Turkish Minute

Turkey announces new regulation to boost lending, bond purchase: report

This picture taken on August 2, 2018 in Istanbul shows a display of foreign exchange rates against Turkish liras at Istiklal avenue. The Turkish lira on August 1 slumped to record lows of 5.0 against the dollar as the US hit Turkey's justice and interior ministers with sanctions over the case of an American pastor on trial for terror-related charges. / AFP PHOTO / OZAN KOSE

The Turkish banking regulator announced a new effort to push banks to step up lending, purchase government bonds and engage in swap transactions with the central bank after criticism from President Recep Tayyip Erdoğan, Bloomberg reported.

Under the plan, lenders will need to maintain a new “asset ratio” of at least 100 percent from May 1 that will be reviewed weekly, according to a statement published on Saturday. The banks that can’t maintain a ratio of at least 100 percent will have to pay administrative fee.

The ratio will be calculated by adding 100 percent of the value of the banks’ loans and 75 percent of government bonds, plus half the value of swap transactions with the central bank then dividing that amount by the sum of 100 percent of the value of Turkish lira deposits and 125 percent of foreign exchange deposits.
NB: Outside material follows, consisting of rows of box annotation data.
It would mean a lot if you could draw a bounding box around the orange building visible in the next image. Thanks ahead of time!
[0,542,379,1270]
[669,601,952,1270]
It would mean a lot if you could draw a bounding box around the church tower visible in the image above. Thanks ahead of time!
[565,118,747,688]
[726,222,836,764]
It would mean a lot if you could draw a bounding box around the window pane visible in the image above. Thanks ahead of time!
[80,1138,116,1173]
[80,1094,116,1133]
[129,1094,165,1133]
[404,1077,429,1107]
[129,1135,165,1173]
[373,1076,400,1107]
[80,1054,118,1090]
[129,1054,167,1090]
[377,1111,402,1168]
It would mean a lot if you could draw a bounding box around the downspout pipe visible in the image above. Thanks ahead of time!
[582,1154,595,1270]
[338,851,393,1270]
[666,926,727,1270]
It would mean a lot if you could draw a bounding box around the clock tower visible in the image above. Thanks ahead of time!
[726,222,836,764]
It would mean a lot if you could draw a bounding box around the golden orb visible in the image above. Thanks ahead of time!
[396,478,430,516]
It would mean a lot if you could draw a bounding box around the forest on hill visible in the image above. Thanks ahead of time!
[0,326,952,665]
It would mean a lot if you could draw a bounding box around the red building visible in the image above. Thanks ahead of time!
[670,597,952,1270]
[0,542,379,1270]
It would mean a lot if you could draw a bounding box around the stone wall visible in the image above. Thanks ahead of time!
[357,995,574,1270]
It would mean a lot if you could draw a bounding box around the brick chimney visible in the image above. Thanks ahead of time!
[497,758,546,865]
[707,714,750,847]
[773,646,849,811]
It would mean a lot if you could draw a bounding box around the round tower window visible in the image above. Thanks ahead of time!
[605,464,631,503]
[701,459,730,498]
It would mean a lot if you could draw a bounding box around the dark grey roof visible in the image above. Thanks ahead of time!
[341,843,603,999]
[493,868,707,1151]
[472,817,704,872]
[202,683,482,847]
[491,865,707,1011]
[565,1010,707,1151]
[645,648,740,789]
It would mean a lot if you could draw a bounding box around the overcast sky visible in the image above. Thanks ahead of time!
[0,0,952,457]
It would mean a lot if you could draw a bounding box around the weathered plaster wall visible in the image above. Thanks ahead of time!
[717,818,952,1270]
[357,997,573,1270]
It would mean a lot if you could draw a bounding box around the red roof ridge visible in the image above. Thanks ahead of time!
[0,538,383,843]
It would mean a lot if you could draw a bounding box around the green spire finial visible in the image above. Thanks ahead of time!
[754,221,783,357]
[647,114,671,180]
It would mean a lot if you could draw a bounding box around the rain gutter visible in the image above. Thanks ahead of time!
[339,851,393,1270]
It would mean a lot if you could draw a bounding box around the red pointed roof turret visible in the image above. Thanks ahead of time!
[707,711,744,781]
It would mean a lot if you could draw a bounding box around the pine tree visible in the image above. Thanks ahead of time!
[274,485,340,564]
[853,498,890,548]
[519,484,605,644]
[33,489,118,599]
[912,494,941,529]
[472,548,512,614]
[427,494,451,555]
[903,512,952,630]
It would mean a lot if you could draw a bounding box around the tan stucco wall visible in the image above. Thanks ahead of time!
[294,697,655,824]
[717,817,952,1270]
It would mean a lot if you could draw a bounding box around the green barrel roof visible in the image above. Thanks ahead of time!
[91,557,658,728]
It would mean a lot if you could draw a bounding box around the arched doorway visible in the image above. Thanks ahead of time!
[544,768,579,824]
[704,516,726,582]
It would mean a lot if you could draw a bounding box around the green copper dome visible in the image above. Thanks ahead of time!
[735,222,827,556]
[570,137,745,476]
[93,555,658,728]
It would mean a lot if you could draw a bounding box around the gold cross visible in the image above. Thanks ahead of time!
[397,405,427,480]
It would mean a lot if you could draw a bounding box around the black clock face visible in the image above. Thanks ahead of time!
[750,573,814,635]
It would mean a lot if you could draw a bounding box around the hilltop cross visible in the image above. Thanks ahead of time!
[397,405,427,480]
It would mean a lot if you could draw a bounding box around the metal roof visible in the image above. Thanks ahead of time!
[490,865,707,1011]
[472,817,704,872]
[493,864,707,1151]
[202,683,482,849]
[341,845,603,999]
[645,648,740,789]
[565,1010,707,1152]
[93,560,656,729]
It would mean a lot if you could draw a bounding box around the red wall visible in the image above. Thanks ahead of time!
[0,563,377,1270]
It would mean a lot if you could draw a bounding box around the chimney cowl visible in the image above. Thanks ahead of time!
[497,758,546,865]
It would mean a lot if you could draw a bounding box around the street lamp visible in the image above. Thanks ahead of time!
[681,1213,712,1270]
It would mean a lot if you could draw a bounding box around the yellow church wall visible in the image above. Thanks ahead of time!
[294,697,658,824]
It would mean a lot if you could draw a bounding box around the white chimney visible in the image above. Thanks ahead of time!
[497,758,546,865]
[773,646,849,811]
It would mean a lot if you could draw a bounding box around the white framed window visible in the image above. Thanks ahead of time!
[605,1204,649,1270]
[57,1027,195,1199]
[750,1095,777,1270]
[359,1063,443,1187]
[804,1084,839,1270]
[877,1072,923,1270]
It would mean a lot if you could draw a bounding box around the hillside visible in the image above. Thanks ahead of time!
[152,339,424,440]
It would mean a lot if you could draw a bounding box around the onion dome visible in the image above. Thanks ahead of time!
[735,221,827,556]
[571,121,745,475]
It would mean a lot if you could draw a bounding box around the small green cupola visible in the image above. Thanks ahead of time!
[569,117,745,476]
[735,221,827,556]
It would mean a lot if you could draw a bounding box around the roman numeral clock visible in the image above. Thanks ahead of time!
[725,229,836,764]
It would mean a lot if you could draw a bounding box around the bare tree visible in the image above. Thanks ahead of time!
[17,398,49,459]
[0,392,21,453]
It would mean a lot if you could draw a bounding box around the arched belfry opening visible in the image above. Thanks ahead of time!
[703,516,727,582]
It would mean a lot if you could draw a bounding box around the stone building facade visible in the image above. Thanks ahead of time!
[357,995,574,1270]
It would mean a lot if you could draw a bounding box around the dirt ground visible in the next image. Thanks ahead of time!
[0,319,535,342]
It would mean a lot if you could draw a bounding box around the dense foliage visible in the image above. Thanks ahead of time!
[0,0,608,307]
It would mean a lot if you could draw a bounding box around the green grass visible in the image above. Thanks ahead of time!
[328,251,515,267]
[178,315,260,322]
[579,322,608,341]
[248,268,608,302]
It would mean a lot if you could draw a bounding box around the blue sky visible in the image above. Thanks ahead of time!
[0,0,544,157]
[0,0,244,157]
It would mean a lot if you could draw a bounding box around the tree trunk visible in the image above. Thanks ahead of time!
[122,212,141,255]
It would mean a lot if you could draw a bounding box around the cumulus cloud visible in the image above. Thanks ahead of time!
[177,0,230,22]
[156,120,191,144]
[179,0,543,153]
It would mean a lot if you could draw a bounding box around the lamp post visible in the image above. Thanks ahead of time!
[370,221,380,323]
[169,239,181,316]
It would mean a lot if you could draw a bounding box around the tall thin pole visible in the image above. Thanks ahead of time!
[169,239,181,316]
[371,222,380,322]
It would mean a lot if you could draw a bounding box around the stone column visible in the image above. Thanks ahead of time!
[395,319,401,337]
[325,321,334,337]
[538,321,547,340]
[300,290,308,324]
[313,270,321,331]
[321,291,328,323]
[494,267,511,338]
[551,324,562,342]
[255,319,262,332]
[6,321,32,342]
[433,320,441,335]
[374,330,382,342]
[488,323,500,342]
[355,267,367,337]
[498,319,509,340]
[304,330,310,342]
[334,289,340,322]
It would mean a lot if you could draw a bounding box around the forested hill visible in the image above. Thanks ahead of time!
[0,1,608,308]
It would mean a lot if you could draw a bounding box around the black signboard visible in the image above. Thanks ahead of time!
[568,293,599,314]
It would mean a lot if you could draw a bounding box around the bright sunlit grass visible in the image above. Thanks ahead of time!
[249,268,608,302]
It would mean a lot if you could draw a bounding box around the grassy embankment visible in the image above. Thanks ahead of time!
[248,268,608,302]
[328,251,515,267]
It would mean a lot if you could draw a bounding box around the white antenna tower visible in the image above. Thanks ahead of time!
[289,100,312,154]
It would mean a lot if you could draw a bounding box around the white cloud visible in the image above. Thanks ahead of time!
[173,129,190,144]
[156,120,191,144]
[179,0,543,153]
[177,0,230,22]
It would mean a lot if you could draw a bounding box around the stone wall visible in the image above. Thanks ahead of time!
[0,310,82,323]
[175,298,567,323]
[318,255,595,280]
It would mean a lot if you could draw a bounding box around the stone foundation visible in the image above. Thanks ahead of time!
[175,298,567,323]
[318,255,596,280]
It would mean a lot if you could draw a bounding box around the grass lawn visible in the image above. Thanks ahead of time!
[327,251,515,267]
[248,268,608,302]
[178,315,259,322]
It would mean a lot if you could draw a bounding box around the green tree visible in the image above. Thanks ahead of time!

The regulator, known as the Banking Regulation and Supervision Agency (BDDK) , said the new rules aim to get banks to use their resources more effectively during the economic slowdown due to the coronavirus pandemic.

Erdoğan and Treasury and Finance Minister Berat Albayrak have repeatedly slammed private banks for failing to support companies even before the coronavirus outbreak paralyzed economic activity and curtailed people’s movement.